General Trading Chat

arsh22g

Well-Known Member
AFL help needed :)

I was trying a 1-min backtest on NS, along with an hourly condition. I have data from 1 Jan, 2014 to 31 Mar, 2016. But the backtest is only picking it up from 14 Mar, 2016 to 31 Mar, 2016.



It works okay with other random AFL.



What could be the reason for this? I haven't defined any data range in the AFL itself.
 
Last edited:

amitrandive

Well-Known Member
AFL help needed :)

I was trying a 1-min backtest on NS, along with an hourly condition. I have data from 1 Jan, 2014 to 31 Mar, 2016. But the backtest is only picking it up from 14 Mar, 2016 to 31 Mar, 2016.

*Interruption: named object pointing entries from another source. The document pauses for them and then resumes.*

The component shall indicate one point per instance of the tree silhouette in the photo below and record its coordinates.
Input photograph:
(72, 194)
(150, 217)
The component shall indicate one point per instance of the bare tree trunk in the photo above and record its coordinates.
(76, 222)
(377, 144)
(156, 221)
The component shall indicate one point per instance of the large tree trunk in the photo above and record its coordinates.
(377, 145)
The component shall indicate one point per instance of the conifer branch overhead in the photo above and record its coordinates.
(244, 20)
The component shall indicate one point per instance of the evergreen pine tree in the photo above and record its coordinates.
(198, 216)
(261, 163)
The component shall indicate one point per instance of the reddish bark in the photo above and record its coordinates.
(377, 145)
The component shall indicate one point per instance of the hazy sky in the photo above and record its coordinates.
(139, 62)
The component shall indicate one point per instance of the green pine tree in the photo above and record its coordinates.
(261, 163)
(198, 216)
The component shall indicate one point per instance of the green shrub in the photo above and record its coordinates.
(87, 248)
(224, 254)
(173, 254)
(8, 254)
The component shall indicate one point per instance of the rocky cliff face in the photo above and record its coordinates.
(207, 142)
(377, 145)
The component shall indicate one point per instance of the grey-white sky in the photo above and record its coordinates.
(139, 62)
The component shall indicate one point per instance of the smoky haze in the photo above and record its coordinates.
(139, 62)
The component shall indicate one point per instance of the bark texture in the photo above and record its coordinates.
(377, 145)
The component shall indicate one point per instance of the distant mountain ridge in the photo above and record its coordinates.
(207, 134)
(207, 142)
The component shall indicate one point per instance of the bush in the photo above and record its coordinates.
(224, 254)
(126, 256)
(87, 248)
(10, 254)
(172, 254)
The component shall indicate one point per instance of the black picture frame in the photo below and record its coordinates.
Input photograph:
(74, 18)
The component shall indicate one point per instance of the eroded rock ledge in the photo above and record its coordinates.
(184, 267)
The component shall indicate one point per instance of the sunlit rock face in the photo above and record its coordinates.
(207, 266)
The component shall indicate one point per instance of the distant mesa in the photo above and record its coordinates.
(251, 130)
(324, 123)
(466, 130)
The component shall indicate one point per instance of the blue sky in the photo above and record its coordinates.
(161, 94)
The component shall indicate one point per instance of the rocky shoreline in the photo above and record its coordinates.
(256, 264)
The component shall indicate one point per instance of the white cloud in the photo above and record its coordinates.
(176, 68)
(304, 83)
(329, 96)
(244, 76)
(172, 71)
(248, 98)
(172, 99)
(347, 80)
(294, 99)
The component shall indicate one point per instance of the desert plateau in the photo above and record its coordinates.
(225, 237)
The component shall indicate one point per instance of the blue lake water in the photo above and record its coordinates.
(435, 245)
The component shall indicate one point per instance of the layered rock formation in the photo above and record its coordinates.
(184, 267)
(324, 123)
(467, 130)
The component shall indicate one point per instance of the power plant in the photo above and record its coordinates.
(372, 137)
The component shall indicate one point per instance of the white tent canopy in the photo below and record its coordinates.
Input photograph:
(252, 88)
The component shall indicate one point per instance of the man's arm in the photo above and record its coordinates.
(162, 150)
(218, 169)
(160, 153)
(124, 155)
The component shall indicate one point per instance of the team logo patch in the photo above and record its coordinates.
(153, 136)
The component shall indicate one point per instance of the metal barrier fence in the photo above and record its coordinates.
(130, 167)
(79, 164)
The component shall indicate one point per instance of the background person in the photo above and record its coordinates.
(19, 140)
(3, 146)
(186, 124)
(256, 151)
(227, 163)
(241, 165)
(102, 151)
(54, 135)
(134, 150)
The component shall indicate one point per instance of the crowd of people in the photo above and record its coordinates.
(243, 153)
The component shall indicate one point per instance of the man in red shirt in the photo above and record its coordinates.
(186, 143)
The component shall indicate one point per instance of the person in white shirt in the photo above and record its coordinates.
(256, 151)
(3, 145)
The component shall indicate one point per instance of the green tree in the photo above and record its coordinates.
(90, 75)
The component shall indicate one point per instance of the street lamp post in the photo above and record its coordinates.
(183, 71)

It works okay with other random AFL.



What could be the reason for this? I haven't defined any data range in the AFL itself.
Try using "all quotes"

 

arsh22g

Well-Known Member
No idea , try "individual backtest",maybe something wrong with the code.
I think it's because of using multiple TFs in AFL. I couldn't find a clean solution, so did some jugaad. Using single TF only and deriving higher TF calculations from 1-min TF data. Although exact numbers can be derived using loops, but I don't know how, so using approximations. Results coming out to be satisfactory with approximations too.

Thanks for your help :thumb:
 
Hello Guys,
I am new to this forum. I am looking at various posts by veterans, they all talk about TFs, AFLs, pips, Points, backtesting (of what?), nest etc.

Can anyone tell em what these words mean?

Thanks
 

vijkris

Learner and Follower
Hello Guys,
I am new to this forum. I am looking at various posts by veterans, they all talk about TFs, AFLs, pips, Points, backtesting (of what?), nest etc.

Can anyone tell em what these words mean?

Thanks
hi,
Tf= timeframes
afl= amibroker formula language
pips/points = movt. of scrips based on tick size. though I know what it means unable to put in sentence :p

backtesting of trading strategy is done using tools like amibroker,pi,excel etc.

nest= home of birds :rofl:

NOW/NEST TRADER/ZT = trading terminal provided by brokers like zerodha etc

BTW u ll get nice detailed explanations, if u google these terms as well :thumb:.